軟産道は骨産道の内側に存在する産道組織で
子宮、腟、骨盤底筋や靭帯、結合織、会陰等で構成されます。
これらは分娩時期になると硬度が低下し伸展をきたす組織です。分娩が順調に進行しない(分娩遷延)・特に児娩出直前にも関わらずこれらの組織によって児の娩出が困難な場合は器械分娩(吸引分娩または鉗子分娩)を行うことがあります。その際の診断を
「軟産道強靭」
と呼ぶのです。
軟産道強靭の要因をいくつかあげると
・高齢妊婦
・産道を妨げる子宮筋腫
・子宮頸管熟化不全
・高度肥満
などです。妊娠中の体重増加が著しい場合、産道の軟部組織の厚みが大きく産道が狭い場合、軟産道強靭に含めます。

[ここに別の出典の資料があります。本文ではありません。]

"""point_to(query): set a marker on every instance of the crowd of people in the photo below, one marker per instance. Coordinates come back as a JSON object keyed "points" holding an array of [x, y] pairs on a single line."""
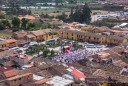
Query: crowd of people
{"points": [[75, 55]]}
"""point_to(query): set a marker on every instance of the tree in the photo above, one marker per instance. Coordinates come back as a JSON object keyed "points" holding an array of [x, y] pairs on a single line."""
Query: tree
{"points": [[57, 2], [16, 22], [1, 26], [71, 15], [6, 23], [24, 23], [63, 16], [86, 14]]}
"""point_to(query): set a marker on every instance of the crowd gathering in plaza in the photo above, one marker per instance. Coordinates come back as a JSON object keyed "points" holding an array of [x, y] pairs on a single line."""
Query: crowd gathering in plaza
{"points": [[74, 55]]}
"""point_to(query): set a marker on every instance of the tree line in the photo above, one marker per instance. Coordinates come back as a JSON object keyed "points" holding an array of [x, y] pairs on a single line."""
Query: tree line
{"points": [[81, 14]]}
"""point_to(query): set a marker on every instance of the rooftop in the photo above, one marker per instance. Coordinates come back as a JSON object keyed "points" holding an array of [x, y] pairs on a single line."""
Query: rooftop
{"points": [[59, 81]]}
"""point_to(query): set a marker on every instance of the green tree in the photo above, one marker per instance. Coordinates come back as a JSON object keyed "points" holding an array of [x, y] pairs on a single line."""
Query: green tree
{"points": [[63, 16], [86, 14], [16, 22], [57, 2], [71, 15], [24, 23], [45, 52], [6, 23], [1, 26]]}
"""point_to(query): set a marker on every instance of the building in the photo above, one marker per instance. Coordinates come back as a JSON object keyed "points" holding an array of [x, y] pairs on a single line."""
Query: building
{"points": [[7, 72], [19, 35], [8, 43], [20, 59], [93, 38], [19, 80]]}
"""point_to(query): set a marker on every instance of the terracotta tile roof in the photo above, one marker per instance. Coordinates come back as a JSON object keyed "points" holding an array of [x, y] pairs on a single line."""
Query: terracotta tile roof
{"points": [[58, 70], [2, 42], [29, 70], [44, 60], [42, 81], [120, 63], [82, 33], [115, 37], [11, 40], [8, 71], [38, 32], [8, 63], [19, 76], [6, 53], [105, 74], [44, 73], [30, 36], [26, 74], [21, 33]]}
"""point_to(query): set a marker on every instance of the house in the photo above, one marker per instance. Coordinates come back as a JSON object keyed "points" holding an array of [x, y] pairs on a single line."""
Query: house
{"points": [[8, 43], [19, 34], [57, 80], [19, 80], [29, 17], [7, 72], [20, 59], [39, 34], [11, 42]]}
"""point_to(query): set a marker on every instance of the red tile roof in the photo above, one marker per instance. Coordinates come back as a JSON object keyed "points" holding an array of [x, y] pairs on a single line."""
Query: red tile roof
{"points": [[6, 68], [8, 71], [11, 40], [42, 81], [26, 74]]}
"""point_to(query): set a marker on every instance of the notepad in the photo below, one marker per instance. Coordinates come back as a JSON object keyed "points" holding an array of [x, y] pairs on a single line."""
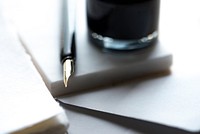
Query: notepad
{"points": [[39, 30], [26, 105]]}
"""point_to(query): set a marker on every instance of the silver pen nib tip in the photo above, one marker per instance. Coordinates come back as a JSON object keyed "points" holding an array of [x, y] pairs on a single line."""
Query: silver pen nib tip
{"points": [[67, 69]]}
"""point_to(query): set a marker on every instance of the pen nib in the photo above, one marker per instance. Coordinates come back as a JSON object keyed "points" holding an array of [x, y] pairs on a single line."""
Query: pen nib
{"points": [[67, 69]]}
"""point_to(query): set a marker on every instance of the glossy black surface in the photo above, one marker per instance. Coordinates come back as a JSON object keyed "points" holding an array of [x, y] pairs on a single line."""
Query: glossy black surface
{"points": [[123, 19]]}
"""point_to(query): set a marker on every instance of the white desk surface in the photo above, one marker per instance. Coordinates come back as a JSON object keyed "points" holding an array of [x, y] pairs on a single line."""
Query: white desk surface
{"points": [[179, 29]]}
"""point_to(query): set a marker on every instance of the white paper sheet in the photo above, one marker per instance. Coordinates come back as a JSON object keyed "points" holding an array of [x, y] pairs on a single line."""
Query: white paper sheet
{"points": [[26, 105]]}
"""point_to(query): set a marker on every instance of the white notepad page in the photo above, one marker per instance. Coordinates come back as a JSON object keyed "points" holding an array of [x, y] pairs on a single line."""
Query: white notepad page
{"points": [[40, 33], [26, 105]]}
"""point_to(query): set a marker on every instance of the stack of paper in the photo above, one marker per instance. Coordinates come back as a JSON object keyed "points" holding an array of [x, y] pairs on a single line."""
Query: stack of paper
{"points": [[25, 102], [43, 41]]}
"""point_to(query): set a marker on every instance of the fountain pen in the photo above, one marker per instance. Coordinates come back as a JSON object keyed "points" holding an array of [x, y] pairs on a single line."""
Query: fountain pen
{"points": [[68, 39]]}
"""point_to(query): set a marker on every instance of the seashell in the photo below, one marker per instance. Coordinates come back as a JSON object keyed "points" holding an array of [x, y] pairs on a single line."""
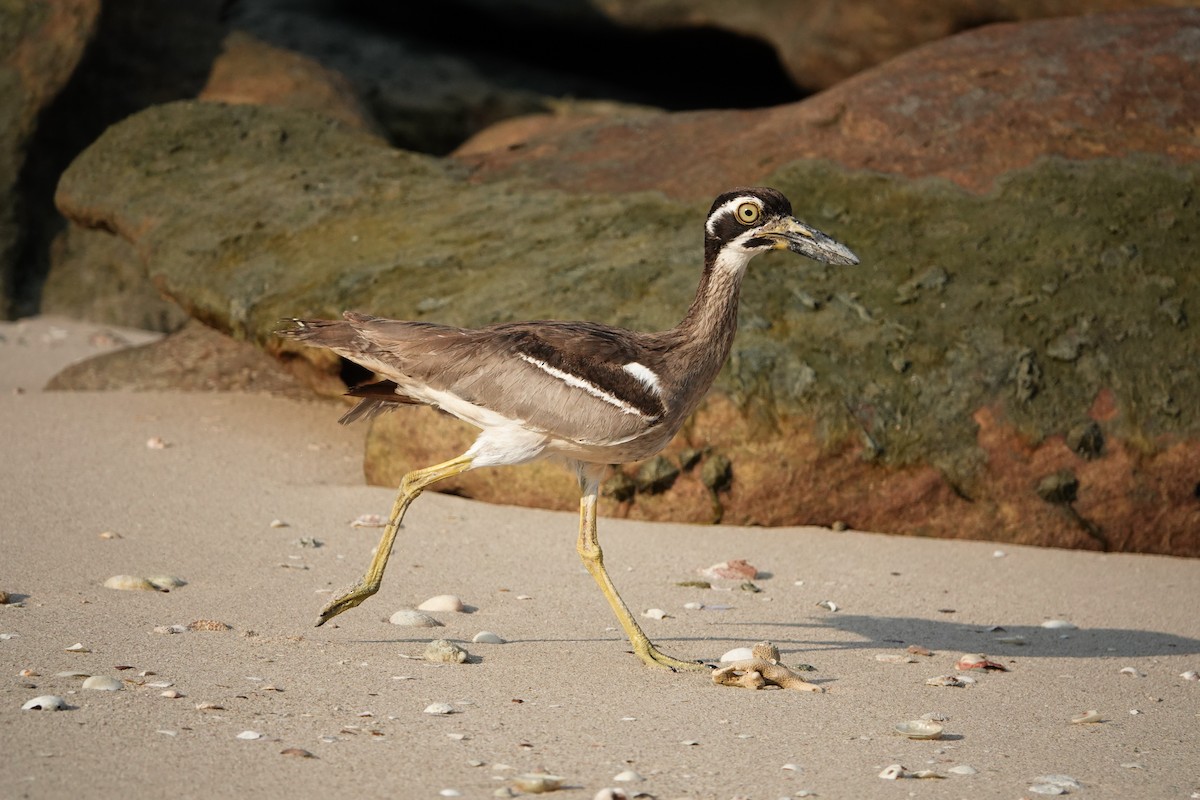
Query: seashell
{"points": [[919, 729], [412, 618], [442, 603], [946, 680], [733, 570], [130, 583], [444, 651], [46, 703], [737, 654], [538, 782], [299, 752], [208, 625], [1060, 625], [611, 793], [977, 661]]}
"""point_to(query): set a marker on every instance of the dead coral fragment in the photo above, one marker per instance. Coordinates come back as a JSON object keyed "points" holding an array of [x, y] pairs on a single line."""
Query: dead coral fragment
{"points": [[762, 671]]}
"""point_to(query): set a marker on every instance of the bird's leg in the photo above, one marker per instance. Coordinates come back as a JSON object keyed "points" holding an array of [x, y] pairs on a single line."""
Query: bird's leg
{"points": [[588, 547], [411, 487]]}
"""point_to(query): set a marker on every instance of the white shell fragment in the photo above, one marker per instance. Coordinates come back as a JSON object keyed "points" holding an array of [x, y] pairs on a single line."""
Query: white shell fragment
{"points": [[1060, 625], [412, 618], [46, 703], [443, 603], [919, 729], [538, 782], [130, 583], [737, 654], [445, 651], [1055, 785]]}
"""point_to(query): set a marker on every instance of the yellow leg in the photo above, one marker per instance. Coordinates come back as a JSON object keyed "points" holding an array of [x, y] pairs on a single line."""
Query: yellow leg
{"points": [[411, 487], [588, 547]]}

器械分娩の適応として胎児機能不全、回旋異常、微弱陣痛(分娩第2期の母体疲労を含む)、そして軟産道強靭があります。器械分娩は自然分娩に比べ軟産道の裂傷が増えることが予想されますが、器械分娩の適応があるにもかかわらず処置を拒み続けると、児の予後に悪影響を及ぼしてしまいます。軟産道強靭の要因のなかで妊婦さんができることは体重管理となります。妊婦健診期間中は適切な食事摂取を心がけましょう。